Sophomore Kendyl Cook said she describes herself as “kind of a VSCO girl” because she has some of the qualities that fit the stereotype such as owning Hydro Flask. She said she believes there are a lot of girls out there who fit the VSCO girl personality but deny that they do. 

“I would call myself a VSCO girl, but I really don’t,” Keyser said. “I’ve had to hide my Hydro Flask and get a new water bottle, and I stopped typing ‘sksksksk’ when I text because I don’t want to get bullied.”

Rodlund said she doesn’t intentionally try to be VSCO and that it was something that just happened because she owned a Hydro Flask, wore baggy T-shirts and Birkenstocks. She said she doesn’t act like one, but has the qualities of becoming a VSCO girl.

“When I think of a VSCO girl, I think of middle schoolers,” Rodlund said. “They…want to be… just someone that thinks they’re older than they are. I just remember [in] middle school wanting to be a high schooler and that’s what VSCO reminds me of, or wanting to show that you have this perfect life.” 
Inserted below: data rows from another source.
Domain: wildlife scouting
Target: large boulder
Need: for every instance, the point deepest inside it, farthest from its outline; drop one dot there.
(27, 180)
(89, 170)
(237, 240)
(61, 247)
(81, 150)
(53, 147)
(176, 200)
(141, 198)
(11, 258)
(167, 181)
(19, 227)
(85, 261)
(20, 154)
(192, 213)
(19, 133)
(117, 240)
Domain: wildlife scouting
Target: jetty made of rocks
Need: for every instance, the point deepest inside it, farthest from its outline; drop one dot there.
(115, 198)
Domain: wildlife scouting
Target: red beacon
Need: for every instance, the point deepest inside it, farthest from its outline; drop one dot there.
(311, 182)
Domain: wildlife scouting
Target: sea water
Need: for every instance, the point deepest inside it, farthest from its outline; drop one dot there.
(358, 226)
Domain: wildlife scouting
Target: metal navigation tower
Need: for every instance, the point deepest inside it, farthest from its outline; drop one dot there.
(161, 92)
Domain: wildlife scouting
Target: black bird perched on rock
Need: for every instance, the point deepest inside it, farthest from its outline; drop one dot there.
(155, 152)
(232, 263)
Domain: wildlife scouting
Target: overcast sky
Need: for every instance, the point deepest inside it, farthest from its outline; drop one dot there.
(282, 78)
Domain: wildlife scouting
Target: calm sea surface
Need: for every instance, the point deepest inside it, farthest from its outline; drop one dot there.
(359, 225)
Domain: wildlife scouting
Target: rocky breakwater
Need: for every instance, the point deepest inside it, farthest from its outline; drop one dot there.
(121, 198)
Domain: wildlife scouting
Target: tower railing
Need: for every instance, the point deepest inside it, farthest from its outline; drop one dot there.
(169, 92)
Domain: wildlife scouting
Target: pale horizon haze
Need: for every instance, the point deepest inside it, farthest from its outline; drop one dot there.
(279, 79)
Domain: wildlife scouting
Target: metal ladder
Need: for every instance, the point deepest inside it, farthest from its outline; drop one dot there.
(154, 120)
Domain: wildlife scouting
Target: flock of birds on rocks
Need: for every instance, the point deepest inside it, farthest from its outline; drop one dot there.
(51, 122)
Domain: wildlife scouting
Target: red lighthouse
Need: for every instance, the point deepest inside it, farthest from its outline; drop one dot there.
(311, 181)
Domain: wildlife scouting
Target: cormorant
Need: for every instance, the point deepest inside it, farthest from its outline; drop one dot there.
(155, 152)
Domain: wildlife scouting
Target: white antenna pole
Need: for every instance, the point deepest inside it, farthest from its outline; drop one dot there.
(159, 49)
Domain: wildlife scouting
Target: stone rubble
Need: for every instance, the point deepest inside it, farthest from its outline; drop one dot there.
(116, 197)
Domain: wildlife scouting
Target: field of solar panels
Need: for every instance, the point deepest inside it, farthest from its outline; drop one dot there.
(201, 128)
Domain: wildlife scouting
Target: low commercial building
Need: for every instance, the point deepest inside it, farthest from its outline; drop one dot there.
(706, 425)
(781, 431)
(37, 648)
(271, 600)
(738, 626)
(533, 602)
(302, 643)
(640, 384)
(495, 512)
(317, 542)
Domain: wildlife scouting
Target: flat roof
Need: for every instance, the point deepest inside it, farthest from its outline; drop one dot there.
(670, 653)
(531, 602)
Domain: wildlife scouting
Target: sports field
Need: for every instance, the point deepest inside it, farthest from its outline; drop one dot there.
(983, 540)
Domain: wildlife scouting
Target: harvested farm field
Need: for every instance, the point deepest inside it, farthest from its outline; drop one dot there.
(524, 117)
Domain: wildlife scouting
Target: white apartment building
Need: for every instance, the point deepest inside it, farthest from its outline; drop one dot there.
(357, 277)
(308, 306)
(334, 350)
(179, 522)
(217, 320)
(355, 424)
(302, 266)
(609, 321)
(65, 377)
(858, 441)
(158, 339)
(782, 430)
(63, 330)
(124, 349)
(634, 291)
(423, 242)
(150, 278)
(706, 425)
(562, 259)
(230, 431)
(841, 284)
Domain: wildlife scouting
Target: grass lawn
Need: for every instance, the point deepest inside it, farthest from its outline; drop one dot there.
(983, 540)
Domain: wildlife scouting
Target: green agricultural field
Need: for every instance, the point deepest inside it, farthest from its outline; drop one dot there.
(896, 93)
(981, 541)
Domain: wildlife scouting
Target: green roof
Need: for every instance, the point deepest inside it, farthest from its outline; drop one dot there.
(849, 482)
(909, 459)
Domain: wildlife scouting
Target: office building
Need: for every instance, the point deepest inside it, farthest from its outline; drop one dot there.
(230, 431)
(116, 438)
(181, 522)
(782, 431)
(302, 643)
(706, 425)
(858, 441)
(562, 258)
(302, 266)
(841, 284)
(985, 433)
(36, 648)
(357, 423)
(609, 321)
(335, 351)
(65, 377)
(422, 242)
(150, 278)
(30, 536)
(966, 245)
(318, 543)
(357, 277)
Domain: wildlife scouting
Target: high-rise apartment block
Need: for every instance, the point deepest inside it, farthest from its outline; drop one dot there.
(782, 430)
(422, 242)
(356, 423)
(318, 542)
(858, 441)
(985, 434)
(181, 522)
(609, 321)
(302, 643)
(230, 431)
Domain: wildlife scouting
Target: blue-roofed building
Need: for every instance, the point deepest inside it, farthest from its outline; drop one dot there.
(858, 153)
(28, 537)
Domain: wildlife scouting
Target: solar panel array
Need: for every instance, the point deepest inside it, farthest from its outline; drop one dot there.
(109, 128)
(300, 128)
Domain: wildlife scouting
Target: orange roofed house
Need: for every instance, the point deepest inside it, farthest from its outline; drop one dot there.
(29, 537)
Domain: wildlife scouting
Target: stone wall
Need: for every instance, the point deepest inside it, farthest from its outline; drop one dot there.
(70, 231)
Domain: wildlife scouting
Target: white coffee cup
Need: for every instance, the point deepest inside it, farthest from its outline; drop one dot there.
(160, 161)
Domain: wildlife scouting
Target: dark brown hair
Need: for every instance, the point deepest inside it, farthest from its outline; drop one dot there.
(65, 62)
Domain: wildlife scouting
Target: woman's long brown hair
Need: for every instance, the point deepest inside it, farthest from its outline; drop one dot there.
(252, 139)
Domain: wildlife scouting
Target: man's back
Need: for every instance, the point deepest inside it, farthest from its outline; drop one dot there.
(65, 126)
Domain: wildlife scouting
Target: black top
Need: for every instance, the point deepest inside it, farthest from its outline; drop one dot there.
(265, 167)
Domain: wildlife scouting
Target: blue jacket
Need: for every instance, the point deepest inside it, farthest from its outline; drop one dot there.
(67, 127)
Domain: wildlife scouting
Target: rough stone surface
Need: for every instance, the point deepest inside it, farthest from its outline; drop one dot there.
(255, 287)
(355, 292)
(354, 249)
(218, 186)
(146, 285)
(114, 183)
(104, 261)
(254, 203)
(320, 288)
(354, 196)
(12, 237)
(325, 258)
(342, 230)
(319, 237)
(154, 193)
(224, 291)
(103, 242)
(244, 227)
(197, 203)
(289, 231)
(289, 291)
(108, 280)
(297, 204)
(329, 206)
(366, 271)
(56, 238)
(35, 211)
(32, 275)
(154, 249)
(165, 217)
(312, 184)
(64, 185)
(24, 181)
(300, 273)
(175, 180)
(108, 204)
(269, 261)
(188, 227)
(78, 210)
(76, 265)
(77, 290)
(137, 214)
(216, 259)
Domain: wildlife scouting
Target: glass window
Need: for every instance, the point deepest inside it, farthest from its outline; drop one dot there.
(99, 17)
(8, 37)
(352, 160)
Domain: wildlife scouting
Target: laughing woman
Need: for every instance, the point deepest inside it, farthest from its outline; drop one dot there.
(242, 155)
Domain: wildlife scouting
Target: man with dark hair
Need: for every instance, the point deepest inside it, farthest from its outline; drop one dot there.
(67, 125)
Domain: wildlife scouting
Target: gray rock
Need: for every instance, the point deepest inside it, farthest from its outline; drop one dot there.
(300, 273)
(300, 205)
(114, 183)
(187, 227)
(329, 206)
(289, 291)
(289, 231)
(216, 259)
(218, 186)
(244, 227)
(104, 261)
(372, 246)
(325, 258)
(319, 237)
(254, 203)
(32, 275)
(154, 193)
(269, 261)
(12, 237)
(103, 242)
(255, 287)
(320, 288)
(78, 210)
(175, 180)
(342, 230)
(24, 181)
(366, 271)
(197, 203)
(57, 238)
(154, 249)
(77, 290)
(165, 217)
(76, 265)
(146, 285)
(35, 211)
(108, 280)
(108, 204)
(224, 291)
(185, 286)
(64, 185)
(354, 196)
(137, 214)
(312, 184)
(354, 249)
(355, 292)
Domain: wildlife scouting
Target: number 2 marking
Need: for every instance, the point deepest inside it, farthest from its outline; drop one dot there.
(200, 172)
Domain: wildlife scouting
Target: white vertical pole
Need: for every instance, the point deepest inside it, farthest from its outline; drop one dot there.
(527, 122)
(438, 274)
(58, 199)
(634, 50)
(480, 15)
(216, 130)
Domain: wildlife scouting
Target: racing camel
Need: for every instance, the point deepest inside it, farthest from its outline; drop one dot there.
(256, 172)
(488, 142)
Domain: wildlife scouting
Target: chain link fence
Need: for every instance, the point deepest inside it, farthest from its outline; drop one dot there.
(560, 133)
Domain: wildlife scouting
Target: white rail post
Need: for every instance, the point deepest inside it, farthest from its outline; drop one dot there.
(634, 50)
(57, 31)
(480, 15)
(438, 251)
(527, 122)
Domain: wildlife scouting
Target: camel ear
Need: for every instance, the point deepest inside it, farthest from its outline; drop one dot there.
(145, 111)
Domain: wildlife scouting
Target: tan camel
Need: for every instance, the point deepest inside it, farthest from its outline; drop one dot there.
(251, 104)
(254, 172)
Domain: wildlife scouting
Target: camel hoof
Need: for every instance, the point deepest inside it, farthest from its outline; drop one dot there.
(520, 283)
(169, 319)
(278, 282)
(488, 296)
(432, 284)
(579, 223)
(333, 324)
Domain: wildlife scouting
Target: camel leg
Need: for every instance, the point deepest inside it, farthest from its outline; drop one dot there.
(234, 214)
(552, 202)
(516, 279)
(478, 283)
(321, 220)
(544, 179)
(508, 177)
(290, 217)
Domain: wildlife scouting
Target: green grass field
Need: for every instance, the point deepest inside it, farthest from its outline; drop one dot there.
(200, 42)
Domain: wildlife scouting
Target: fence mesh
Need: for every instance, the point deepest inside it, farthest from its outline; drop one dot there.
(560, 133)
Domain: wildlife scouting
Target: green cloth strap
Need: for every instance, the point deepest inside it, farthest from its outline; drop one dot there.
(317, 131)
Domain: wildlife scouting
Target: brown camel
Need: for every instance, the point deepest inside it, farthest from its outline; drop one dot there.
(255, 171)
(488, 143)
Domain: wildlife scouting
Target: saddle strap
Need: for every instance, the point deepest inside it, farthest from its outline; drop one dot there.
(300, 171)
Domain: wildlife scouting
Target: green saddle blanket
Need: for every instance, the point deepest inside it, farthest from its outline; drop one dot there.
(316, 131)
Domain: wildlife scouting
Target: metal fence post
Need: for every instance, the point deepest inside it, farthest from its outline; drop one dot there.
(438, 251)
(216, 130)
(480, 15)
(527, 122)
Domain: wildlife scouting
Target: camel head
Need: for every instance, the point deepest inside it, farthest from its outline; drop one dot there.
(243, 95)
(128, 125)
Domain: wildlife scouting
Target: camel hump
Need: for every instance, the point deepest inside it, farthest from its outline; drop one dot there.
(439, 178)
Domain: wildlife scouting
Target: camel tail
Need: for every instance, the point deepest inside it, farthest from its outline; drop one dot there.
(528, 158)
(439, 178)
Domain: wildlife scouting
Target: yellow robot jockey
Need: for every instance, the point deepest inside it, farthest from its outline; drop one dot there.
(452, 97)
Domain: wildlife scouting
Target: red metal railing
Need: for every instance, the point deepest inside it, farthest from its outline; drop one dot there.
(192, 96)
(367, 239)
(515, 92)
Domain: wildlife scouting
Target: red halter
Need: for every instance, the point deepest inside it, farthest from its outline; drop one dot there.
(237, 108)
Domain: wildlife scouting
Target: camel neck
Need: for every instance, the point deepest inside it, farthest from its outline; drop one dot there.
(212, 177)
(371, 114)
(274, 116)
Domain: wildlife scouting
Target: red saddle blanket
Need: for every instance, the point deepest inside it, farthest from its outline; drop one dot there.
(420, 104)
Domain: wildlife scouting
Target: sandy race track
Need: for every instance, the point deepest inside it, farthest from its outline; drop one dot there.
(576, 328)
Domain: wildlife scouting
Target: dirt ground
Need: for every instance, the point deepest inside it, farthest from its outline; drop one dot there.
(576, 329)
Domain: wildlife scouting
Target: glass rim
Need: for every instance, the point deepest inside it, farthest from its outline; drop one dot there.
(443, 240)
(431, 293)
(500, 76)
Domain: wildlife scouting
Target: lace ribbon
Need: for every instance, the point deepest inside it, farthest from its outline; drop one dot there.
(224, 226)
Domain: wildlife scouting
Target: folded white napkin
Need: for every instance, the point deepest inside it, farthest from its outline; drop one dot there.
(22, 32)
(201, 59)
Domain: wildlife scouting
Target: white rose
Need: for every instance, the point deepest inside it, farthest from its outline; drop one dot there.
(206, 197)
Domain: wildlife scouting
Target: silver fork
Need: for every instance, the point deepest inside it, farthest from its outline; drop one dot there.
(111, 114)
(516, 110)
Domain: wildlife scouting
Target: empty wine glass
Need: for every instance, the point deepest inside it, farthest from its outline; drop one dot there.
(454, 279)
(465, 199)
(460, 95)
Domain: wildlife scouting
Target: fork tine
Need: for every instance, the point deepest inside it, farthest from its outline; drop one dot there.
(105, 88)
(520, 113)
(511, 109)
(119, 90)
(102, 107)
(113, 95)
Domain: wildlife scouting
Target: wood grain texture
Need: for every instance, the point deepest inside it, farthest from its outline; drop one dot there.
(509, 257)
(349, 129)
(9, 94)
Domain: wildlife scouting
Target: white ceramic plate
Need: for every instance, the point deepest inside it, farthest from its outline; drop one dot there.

Unlike Rodlund, Wallace said her definition of a VSCO girl was someone who had all of the qualities of a “basic white girl,” thinking the trend was just renamed to VSCO girl trend. 

“I see a ton of people with Hydro Flasks [at school] plus, I have a Hydro Flask even though I don’t use it,” Wallace said.  “I’ve had a Hydro Flask longer than before it became a thing, but I feel like everyone is kind of a VSCO girl in their own way, because we all have friendship bracelets, we all have Hydro Flasks and everybody makes fun of each other. But it’s like we’re all VSCO girls in a way.”

 Keyser said she thinks others are jealous of the way girls are choosing to express themselves when they haven’t figured out how to show off their own style yet, so they take it out on others. The style has key traits of a VSCO girl and has brought a lot of new things to fantasize over.

“I feel like the trend brought a lot of the relationship stuff to VSCO, and like all the cute pictures of …couples, which it made me feel left out, but I also really liked it because I’m like, ‘oh, I want a VSCO boyfriend,’” Keyser said.

In addition to the VSCO girl image, new slang terms: “sksksksk” and “and I oop” were adopted as part of the trend.

“‘And I oop’ is like if you drop your Hydro Flask, it’s like ‘and I oop sksksksk,’ and ‘sksksk’ is also my initials. It’s just like when people spam the keyboard but, it’s just, ‘sksksksk’ you know, it’s just like a more put together way,” Keyser said. 

Wallace said she remembered hearing “and I oop” in a video of a person with a wig on. She said “and I oop” is another meaning for “oh no” and “whoa that just happened” often said when people are in shock. 

Rodlund said the sayings are sometimes used to make fun of the VSCO girl trend.

“I always… hear someone,  drop their Hydro Flask in the hall and I’m just like, in my head, ‘and I oop’ and I’m just making fun of like, the whole VSCO girl thing,” Rodlund said.

However, Rodlund said people should feel free to do whatever they want.

“If you like the whole big T-shirts, Hydro Flasks, like, do what you want to do, because there’s always going to be people out there that are going to hate what you do,” Rodlund said. “But it’s like, [as] long as you’re confident in yourself  I think you [can] do whatever.”

Cook said she thinks the VSCO girl trend will last until the end of the school year. However, Rodlund said she disagrees and thinks it will last longer than that, for a couple more years to come. 

“I don’t think it’ll be necessarily called ‘VSCO girl trend,’ I just think it’ll be like what teenage girls are their whole [life]” Rodlund said. “I feel as the years have gone on, girls have gotten more confident in themselves and they feel confident enough to wear baggy T-shirts, no makeup and messy buns to school, which is awesome. So, I think that’s just something that will be a new normal.”